Lets say they end 11.59am of 15th of each month, so you can try to complete a task of this month on the 14th night still  :smiley: .   New missions arrive on the 15th and become active after midday.

----------


## Cookino

I've been on a trip so I haven't been able to focus too much on lding, especially since I went somewhere with a dry and cold weather which I'm not used to and I got a cold, so I always woke up with a sore throat/stuffy which impacted my sleep negatively and made it harder to WBTB. I'm back home now and I have normalized my sleeping habits now. I've also been focusing on other personal goals but now I'm gonna change things up and go for some missions. I'm gonna try either the bat, snake or gangster ones, wish me luck!

----------


## SnowStrider

Well I'm back and finally got around to doing a mission. I managed to successfully incapacitate the gangster with my squad of rappers from Detroit.   Detroit Vs. Al Capone - Dream Journals - Dream Views

That's 5 points for the task and 2 points for finding spaghetti in his pockets for a total of 7 points.

----------


## Saizaphod

> Well I'm back and finally got around to doing a mission. I managed to successfully incapacitate the gangster with my squad of rappers from Detroit.   Detroit Vs. Al Capone - Dream Journals - Dream Views
> 
> That's 5 points for the task and 2 points for finding spaghetti in his pockets for a total of 7 points.
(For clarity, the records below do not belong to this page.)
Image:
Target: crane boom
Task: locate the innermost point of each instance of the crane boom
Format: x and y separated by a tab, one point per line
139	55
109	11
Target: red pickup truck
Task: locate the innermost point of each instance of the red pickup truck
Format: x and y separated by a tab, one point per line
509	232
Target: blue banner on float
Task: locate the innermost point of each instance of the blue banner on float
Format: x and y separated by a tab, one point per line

You used dream powers against _multiple_ gangsters, but the mission was to go against only one. You faced the sole gangster using no SDPs nor Dream powers at all, so you get a total of 12 Points! Very nice  :smiley:

----------


## MadMonkey

I summoned DreamCafe11 and did the bomb mission with her. We didn't really difuse it so I don't think it counts for anything but it was fun! FireFlyMan and DreamCafe11 - Dream Journals - Lucid Dreaming - Dream Views My drawing of Tatsumonki is inacurate now because I guess I don't change height. That is okay because I prefer being my own height anyways.

----------


## Saizaphod

> I summoned DreamCafe11 and did the bomb mission with her. We didn't really difuse it so I don't think it counts for anything but it was fun! FireFlyMan and DreamCafe11 - Dream Journals - Lucid Dreaming - Dream Views My drawing of Tatsumonki is inacurate now because I guess I don't change height. That is okay because I prefer being my own height anyways.



1 Point for having visual contact of the opponent  :smiley: 

Ps. Last night for this month's missions!  :smiley:

----------


## Kuyarei

Looking forward to the next month's missions. I may be able to participate this time!

----------


## Saizaphod

*Missions of the third month have arrived Heroes!*

Closing this thread tomorrow. If you managed to complete a task of this month and didn't manage to post it here, you can post it on the third month's mission thread.  :smiley:

----------


## gab

_Closed per OPs request. New thread is ready for you, please check the post above._

----------